The use of the “Critical Pathway to Insider Risk” to proactively identify insider risk is limited: the critical path for insider threat cannot be used to make predictions, cannot be used to proactively detect malicious insiders, and cannot be used generate risk scores for insider threat programs. This approach was not developed scientifically, is not data-driven, and has not been validated empirically to be used predictively or for risk identification.
Counterintelligence perspectives are valued, but often overemphasized
Insider Threat/Risk Programs must adopt multiple perspectives in their teams, recommendations, and outputs. These multiple perspectives should be treated equally, rather than allow one perspective to dominate. The perspectives should include data scientists, behavioral scientists, cyber engineers, law enforcement, and counterintelligence. For some programs, counterintelligence has been overly dominant. Counterintelligence offers useful, unique perspectives to insider threat deterrence, detection, and mitigation in the context of espionage and foreign threats. Often, there is no foreign nexus for insider threat.

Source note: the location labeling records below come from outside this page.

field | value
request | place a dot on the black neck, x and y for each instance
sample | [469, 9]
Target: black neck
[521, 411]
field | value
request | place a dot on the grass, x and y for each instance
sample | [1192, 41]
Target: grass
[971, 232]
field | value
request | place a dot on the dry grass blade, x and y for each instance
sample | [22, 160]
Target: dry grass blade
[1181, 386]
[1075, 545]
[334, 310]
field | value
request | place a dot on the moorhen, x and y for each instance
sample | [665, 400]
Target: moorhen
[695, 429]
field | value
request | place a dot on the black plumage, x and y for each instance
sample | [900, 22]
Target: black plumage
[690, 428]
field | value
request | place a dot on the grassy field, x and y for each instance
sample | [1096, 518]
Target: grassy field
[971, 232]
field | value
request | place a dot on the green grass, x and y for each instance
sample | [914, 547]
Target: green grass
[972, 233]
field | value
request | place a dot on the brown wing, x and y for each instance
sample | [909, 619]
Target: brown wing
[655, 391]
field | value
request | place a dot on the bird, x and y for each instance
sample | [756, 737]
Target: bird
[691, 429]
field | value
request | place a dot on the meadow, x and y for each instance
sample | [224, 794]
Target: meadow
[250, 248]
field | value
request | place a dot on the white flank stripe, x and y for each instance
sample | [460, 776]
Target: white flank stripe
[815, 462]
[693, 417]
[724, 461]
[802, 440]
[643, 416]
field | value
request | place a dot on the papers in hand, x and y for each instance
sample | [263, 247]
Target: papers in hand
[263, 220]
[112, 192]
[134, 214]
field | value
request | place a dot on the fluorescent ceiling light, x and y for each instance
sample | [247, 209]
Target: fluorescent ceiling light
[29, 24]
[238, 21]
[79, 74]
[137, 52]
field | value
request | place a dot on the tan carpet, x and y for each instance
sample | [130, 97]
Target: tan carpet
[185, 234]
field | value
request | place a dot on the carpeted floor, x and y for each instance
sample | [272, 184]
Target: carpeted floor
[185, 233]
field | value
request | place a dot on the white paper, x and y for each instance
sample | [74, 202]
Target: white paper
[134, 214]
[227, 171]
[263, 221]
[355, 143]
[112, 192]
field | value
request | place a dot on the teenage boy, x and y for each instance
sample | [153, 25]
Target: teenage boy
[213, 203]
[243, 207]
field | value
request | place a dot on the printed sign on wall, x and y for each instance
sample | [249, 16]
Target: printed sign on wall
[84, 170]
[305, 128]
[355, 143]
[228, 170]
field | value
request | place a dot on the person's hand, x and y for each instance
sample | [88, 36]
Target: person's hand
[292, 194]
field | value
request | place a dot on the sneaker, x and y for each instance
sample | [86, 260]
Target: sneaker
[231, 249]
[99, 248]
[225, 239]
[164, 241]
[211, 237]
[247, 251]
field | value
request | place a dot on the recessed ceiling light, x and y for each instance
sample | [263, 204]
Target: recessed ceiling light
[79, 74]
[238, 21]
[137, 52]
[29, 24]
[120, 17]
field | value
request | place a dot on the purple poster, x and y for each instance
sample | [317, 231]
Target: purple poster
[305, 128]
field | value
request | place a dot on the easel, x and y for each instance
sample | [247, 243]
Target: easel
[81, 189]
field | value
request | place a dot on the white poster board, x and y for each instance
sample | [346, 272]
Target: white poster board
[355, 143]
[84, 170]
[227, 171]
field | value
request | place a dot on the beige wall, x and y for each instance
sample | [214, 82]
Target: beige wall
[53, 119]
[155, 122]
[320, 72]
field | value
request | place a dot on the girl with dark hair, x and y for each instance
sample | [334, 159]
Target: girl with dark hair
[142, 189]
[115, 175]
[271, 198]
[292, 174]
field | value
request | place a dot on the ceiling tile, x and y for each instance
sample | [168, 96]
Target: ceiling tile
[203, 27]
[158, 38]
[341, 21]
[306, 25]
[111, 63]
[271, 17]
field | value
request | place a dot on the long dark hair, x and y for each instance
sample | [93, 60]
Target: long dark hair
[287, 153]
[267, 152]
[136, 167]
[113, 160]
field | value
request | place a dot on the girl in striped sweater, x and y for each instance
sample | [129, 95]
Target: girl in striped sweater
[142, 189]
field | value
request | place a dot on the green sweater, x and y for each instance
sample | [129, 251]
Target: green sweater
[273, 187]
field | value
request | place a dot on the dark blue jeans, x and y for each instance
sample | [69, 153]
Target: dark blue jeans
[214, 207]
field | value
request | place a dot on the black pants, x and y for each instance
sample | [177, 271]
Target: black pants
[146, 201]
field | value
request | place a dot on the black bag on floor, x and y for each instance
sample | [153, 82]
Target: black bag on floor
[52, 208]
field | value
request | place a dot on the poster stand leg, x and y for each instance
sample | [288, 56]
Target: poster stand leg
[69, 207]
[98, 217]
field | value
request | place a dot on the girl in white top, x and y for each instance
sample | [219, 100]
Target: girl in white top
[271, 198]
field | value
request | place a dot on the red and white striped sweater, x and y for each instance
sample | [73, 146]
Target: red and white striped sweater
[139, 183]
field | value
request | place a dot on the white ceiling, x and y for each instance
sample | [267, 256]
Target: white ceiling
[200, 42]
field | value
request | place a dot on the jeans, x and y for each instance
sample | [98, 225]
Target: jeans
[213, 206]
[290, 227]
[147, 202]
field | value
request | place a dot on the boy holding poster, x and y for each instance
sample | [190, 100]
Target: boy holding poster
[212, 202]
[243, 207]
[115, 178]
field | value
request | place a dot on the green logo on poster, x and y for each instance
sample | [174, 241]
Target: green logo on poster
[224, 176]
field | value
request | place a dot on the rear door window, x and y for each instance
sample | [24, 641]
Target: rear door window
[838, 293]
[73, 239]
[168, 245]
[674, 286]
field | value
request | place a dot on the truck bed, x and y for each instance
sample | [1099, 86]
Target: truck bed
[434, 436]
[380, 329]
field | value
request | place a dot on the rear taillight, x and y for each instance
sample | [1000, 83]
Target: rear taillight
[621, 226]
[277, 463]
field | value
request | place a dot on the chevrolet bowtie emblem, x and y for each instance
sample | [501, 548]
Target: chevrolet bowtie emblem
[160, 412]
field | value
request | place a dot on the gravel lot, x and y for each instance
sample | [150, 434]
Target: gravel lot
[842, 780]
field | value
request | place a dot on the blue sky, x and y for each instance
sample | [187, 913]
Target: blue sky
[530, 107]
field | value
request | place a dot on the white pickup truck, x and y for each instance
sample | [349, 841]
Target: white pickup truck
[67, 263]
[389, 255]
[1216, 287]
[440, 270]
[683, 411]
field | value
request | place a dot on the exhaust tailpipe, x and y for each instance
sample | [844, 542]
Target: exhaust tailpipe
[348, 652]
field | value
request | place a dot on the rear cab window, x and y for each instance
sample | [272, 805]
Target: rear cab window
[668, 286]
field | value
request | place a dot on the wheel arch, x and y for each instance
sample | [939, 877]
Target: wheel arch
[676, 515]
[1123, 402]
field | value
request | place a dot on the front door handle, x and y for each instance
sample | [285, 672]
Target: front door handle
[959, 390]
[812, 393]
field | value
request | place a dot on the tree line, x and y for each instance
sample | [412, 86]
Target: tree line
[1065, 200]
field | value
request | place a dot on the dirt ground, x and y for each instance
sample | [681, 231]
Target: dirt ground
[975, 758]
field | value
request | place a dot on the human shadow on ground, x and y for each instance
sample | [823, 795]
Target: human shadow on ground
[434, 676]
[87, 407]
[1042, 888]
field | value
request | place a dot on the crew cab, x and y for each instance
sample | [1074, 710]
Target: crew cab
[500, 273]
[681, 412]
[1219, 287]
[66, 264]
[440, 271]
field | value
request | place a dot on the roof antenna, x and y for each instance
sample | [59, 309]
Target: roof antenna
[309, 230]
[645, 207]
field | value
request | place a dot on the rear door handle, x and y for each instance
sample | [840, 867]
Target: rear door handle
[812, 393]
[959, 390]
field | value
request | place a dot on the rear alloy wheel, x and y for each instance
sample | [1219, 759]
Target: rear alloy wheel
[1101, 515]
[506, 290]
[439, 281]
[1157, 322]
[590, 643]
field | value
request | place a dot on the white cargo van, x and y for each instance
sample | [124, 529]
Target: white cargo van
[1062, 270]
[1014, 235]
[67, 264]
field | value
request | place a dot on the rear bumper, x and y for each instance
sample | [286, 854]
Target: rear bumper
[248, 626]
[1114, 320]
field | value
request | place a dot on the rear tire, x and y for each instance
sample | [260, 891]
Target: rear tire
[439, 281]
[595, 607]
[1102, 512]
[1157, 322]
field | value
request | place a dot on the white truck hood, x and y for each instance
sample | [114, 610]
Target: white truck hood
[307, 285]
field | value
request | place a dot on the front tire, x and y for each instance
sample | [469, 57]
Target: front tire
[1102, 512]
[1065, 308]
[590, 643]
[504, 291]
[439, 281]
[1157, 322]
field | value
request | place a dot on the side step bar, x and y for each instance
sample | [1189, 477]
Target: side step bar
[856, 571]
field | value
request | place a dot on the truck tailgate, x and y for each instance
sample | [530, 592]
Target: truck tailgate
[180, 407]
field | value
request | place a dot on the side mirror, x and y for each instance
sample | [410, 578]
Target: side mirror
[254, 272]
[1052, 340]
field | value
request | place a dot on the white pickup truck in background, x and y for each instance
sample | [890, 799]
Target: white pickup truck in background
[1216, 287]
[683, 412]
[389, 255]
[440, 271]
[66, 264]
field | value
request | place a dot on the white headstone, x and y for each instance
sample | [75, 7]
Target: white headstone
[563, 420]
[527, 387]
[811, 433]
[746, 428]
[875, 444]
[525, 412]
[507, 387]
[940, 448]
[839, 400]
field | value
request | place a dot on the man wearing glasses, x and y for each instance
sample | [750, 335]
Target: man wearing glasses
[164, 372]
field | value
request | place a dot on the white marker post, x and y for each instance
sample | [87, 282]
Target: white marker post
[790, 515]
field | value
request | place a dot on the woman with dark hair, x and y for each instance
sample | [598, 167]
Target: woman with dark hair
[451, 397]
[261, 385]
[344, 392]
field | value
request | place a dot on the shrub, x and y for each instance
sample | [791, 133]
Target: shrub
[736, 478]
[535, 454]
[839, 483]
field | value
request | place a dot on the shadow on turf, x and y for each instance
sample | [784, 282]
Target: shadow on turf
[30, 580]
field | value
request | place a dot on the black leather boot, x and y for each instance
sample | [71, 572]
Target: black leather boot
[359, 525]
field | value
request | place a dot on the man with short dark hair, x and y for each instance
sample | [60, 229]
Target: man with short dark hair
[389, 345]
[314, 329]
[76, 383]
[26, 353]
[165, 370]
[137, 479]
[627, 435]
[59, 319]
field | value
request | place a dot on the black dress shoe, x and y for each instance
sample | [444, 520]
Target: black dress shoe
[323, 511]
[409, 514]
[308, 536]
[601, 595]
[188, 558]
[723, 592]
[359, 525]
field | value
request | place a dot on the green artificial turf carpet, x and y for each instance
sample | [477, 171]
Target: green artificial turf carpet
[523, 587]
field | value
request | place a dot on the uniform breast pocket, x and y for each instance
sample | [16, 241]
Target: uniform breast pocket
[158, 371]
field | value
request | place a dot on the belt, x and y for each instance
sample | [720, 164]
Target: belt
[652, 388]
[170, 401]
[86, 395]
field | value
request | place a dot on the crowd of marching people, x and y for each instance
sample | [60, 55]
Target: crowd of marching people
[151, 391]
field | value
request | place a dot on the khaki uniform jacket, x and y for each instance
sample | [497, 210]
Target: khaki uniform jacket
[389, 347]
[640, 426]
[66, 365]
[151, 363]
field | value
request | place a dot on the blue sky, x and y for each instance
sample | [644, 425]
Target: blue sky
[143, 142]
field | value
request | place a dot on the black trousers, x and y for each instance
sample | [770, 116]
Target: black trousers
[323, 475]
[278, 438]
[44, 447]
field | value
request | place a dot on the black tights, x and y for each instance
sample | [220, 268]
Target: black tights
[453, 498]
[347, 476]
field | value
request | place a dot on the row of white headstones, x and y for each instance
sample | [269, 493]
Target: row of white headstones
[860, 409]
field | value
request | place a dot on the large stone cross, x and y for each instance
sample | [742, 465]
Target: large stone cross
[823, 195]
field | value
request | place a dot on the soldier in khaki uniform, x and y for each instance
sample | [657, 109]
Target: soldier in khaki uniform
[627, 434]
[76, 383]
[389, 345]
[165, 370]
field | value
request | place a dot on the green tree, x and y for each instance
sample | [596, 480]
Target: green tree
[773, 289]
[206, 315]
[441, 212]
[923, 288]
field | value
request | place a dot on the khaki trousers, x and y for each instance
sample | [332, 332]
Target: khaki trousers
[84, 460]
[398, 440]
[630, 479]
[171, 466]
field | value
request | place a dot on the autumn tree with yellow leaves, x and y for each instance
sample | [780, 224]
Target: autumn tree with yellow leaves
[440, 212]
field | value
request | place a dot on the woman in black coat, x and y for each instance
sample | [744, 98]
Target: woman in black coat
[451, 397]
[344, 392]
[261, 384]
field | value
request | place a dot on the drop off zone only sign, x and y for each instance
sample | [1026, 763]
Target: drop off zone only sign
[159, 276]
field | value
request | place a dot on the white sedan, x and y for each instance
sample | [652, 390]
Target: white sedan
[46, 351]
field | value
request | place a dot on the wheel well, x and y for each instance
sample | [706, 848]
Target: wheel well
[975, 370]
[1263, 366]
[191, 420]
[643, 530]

Social Media has yet to be proven as a source of good, usable data for insider threat
The use of social media for proactively identifying insider risk has not yet been demonstrated with meaningful data patterns. Theoretically, social media contains relevant data for identifying insider risk, but there are no techniques that surface the relevant data without surfacing a much larger set of irrelevant data that is impractical to triage. Instead, current techniques flag too much irrelevant social media content; which in turn, creates reputational and legal risk for the organization, while adding to the already high workload of insider threat analysts. Given the risk to organizations and their employees, we currently recommend against using social media to proactively identify insider risk until rigorous evidence is presented that clearly generalizes — beyond training datasets — and results in reduction of the high false positive rate. That said, social media can be forensically useful to provide evidence of intent after a risk has already been identified through other indicators or tips.
Language and Sentiment Analysis are still unproven to efficiently detect risk
Language analysis techniques, including sentiment analysis, have not yet been found to strongly and proactively identify insider threats. These techniques flag too much irrelevant content, which in turn creates reputational and legal risk for the organization while adding to the already high workload of insider threat analysts. More development and evidence is required to justify the investment for proactive detection of insider risk with language or sentiment analysis. That said, language and sentiment analyses can be forensically useful to provide evidence of intent after a risk has already been identified through other indicators or tips.